Adversarial attacks that trick one machine-learning model can potentially be used to fool other so-called artificially intelligent systems, according to a new study.
It's hoped the research will inform and persuade AI developers to make their smart software more robust against these transferable attacks, preventing malicious images, text, or audio that hoodwinks one trained model from tricking another similar model.
Neural networks are easily deceived by what's called adversarial attacks, which input data producing one output is subtly changed to produce a completely different one. For example, you could show a gun to an object classifier that correctly guesses it's a gun, and then change just a small part of its coloring to fool the AI into thinking it's a red-and-blue-striped golfing umbrella. Now you can potentially slip past that smart CCTV camera scanning the crowd for weapons.

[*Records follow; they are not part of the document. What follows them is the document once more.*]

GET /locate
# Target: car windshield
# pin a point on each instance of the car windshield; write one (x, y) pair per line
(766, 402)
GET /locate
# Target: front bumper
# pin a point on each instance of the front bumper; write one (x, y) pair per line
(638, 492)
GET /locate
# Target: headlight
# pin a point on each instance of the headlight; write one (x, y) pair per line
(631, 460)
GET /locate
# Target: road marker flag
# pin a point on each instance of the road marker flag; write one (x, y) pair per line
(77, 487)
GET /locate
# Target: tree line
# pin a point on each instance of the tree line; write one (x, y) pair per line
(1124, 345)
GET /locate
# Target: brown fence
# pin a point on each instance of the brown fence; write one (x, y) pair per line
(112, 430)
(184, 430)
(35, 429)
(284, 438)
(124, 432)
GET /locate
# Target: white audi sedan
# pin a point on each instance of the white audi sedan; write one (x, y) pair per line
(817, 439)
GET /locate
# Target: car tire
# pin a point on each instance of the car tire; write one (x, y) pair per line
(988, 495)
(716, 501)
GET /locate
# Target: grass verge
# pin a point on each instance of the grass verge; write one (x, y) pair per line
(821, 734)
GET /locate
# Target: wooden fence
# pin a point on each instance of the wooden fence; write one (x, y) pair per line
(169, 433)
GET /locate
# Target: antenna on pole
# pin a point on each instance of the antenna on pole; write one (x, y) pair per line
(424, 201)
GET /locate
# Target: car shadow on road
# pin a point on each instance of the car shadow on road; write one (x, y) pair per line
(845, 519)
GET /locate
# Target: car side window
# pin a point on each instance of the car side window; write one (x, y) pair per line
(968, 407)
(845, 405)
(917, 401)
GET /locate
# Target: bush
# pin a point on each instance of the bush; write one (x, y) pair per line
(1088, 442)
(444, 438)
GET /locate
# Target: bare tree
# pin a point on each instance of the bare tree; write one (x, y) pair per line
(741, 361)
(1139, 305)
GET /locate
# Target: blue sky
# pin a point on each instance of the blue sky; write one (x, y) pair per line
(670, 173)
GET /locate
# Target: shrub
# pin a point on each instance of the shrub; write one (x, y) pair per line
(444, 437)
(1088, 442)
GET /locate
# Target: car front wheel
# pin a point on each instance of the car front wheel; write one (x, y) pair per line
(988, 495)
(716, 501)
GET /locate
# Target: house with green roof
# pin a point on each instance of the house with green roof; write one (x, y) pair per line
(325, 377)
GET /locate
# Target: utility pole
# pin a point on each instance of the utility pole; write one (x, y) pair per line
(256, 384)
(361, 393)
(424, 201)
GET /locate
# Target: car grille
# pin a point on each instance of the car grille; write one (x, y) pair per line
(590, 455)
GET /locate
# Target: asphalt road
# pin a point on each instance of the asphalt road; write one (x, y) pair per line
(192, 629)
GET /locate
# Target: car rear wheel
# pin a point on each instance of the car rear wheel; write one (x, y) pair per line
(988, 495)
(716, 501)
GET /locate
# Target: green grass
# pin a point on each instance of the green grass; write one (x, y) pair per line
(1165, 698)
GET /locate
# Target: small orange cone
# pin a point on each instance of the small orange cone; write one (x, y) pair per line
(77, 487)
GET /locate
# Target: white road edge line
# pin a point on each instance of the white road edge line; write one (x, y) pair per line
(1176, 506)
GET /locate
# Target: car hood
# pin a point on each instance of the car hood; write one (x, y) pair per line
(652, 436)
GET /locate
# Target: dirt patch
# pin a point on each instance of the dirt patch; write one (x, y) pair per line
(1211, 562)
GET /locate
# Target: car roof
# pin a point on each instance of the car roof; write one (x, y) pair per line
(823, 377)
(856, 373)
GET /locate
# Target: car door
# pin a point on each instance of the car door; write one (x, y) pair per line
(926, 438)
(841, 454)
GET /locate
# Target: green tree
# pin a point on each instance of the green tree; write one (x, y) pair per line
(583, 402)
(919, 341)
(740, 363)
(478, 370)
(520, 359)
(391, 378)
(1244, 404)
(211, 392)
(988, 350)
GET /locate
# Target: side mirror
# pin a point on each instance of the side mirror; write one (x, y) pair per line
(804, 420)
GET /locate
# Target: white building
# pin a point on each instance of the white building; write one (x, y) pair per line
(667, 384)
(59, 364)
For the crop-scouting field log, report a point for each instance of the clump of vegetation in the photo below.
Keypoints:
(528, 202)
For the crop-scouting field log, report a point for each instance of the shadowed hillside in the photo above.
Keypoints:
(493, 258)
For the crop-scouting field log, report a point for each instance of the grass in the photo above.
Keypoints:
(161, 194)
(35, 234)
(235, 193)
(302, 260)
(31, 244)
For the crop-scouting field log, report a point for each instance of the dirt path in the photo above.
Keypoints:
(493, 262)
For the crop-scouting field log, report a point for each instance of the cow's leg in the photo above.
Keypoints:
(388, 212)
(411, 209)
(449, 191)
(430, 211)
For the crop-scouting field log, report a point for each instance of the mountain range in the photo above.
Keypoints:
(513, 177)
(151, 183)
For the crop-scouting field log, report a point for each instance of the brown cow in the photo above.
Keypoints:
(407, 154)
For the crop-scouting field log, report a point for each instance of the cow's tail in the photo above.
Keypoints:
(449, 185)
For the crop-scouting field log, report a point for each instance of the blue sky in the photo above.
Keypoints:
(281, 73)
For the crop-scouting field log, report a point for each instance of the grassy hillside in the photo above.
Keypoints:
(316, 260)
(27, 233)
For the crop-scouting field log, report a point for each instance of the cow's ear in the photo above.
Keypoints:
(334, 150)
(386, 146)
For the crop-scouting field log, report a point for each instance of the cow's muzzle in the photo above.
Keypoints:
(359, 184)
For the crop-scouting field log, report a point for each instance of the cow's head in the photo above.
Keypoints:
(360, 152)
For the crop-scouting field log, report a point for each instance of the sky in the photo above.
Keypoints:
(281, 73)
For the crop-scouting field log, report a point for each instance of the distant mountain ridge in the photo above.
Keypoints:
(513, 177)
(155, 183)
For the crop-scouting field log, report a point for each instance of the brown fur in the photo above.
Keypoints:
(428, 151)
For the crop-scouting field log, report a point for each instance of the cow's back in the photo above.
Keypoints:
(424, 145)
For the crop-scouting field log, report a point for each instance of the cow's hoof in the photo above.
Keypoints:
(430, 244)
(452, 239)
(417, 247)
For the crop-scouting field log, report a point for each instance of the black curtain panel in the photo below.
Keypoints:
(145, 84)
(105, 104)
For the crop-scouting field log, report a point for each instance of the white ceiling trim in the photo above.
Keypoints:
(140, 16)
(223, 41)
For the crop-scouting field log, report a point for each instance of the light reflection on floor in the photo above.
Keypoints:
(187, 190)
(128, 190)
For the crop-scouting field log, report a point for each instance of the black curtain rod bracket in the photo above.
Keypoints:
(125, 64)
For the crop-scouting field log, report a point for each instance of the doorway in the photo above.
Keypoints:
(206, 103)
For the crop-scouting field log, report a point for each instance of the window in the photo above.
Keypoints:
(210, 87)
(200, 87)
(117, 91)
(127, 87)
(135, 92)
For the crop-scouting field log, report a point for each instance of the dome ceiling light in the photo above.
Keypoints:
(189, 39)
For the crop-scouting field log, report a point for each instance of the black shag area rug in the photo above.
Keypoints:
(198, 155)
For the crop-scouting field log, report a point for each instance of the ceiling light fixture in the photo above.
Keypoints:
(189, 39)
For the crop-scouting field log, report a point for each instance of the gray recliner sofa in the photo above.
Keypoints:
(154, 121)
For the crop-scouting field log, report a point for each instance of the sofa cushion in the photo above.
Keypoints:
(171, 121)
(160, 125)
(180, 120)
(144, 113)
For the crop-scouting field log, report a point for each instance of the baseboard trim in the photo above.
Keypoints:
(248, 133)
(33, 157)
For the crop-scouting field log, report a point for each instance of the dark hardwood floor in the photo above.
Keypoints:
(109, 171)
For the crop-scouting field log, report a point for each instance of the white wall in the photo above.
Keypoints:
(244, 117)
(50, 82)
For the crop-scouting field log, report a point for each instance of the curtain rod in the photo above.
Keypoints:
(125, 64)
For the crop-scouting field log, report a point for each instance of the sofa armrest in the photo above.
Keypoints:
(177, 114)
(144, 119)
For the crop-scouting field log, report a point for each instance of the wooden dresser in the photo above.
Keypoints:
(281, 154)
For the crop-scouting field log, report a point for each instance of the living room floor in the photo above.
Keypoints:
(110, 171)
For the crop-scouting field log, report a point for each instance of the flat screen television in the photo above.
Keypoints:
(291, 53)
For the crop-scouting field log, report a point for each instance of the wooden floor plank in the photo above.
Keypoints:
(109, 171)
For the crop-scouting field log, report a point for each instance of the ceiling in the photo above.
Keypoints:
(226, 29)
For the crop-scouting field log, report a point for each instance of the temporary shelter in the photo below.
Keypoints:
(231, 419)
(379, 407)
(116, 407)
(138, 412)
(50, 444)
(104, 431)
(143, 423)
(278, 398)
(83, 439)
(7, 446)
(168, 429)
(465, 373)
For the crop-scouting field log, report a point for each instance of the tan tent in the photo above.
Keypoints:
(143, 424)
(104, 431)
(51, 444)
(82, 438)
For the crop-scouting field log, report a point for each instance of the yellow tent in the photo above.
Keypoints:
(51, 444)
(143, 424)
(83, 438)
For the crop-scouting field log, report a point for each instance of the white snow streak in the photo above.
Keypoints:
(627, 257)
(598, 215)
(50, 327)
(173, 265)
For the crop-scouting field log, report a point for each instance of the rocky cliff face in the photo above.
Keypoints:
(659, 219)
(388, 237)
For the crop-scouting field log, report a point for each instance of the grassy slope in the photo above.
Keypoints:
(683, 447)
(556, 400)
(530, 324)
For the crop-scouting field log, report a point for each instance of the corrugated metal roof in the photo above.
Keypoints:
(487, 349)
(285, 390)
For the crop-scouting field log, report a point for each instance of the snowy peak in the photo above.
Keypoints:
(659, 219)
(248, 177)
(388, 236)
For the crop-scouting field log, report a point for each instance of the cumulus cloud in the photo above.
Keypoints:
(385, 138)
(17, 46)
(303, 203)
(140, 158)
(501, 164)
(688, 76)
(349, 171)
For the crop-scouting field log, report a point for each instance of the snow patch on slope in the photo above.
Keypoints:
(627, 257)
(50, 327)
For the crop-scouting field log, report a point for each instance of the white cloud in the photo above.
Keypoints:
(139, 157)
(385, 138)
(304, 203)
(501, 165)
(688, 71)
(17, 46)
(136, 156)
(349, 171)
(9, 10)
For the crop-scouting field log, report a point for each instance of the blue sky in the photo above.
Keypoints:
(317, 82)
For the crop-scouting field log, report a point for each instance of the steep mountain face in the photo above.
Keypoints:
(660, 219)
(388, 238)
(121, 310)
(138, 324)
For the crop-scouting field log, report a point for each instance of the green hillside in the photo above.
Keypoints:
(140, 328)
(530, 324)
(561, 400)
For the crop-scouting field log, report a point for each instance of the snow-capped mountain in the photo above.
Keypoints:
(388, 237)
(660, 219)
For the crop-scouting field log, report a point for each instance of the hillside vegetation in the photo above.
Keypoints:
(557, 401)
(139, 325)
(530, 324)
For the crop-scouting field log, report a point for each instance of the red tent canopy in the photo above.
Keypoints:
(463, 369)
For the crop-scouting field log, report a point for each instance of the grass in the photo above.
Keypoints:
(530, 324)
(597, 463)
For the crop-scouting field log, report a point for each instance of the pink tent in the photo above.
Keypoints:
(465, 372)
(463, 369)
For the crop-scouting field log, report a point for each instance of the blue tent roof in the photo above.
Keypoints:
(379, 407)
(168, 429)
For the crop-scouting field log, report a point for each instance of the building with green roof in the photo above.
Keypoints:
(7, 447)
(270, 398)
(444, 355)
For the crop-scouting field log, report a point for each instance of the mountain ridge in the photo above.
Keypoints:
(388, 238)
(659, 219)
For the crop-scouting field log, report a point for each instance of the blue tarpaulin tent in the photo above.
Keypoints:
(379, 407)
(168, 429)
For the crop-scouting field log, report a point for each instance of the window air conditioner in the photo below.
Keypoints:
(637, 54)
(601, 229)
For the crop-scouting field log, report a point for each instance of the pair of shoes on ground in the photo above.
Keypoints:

This is because machines can’t tell the difference between real or fudged inputs, and will continue to operate all the same, despite spitting out incorrect answers. Adding a few pixels here and there causes an image of banana to be classified as a toaster. And it’s not just a problem that affects computer vision systems: natural language models are vulnerable too.
So far, most attacks have been demonstrated by feeding AI systems poisoned input data during inference, or the final decision-making stage: the part where the software predicts what it's looking at, or listening to, and so on.
This involves trial and error if you, the attacker, do not know how the models work internally. If you're trying this against a production system, you could face consequences if the attack fails: for example, you could set off security alarms, result in a facial-recognition system identifying you, trigger an AI-based network monitoring system, or otherwise give the game away that you're trying to game an AI application. And that's no good.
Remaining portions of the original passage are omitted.